We investigated the sociodemographic factors affecting outcomes in pediatric patients with primary liver cancer.

Materials and Methods:

This is a large population database study of Surveillance, Epidemiology, and End Results cancer registry data from 1973 to 2011. HB and HCC were analyzed regarding age, sex, race, geographic area, and treatment-related information including survival.
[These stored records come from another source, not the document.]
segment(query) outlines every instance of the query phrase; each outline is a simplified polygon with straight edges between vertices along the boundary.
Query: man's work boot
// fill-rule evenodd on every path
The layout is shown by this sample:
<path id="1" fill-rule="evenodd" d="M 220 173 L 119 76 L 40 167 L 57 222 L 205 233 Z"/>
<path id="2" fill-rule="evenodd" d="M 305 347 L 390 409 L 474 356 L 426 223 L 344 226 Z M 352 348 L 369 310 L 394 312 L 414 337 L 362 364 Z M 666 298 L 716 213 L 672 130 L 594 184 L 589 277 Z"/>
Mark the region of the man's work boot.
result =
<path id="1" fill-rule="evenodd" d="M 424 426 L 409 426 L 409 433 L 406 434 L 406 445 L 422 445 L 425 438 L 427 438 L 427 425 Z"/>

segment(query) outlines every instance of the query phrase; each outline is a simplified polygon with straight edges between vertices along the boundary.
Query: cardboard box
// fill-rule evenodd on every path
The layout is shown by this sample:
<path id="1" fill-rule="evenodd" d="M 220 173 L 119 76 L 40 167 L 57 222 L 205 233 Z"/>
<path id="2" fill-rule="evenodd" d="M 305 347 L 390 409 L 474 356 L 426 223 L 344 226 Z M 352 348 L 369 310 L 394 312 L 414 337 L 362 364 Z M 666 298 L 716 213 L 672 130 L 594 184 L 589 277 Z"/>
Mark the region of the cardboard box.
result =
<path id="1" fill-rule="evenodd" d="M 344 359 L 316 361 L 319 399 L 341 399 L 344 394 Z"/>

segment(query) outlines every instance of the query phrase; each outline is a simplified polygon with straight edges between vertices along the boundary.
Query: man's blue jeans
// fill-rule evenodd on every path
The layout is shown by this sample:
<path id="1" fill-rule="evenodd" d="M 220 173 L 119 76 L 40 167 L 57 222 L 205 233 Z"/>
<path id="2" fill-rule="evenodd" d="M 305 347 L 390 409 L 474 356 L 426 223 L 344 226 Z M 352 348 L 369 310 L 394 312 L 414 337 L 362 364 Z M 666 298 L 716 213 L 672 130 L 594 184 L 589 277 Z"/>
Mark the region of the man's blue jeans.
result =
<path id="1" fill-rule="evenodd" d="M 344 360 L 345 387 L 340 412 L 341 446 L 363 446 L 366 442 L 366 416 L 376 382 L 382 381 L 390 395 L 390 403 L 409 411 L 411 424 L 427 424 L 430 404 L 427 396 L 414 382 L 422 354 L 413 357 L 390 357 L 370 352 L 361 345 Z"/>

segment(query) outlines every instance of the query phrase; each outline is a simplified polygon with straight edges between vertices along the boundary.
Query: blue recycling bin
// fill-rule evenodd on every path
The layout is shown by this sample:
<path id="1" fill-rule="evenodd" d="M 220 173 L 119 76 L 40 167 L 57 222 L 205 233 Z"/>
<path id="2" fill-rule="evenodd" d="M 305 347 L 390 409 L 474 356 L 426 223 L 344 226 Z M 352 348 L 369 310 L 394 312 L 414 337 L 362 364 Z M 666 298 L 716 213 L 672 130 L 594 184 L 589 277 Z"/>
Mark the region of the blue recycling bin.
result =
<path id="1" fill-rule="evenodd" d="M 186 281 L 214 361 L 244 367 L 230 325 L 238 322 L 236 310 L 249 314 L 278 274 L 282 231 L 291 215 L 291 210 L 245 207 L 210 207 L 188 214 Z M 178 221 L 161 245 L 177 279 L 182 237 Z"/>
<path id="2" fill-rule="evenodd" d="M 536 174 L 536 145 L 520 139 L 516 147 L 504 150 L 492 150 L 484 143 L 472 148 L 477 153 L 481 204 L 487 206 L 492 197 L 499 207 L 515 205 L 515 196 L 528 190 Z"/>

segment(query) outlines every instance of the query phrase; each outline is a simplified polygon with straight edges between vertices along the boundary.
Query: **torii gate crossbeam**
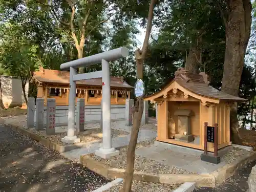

In total, 998 patients, the median age at time of diagnosis was 1 year for HB [0-19; 95% confidence interval (CI), 1.5-1.9] and 14 years for HCC (0-19; 95% CI, 12.1-13.3) (P<0.001). Overall Survival (OS) in HB was 374 months (25% failures 19) versus HCC 21 months (25% failures 5; P<0.0001). In HCC, the fibrolamellar subgroup OS was 41 months (32-.) versus 16 months (11-21) in all others [hazard ratio (HR) 2.0; P=0.005]. Diagnosis between 2000 and 2011 (HB: 25% failures not reached; HCC: 38) versus diagnosis 1973 to 1999 (HB: 374; HCC: 12) had different survival (P=0.01; HR 1.9). For HB, OS in patients with age of diagnosis under 2, 25% failures was not reached versus 374 months over the age of 2 (HR 1.7; P<0.0007). African American children with HB had OS of 67 (17-.) versus all others (25% failures 21) and 48% of African American children were diagnosed after the age of 2 versus 34% of whites (HR 1.9; P=0.01).


Later diagnosis and decreased survival in African American children with HB warrants further research.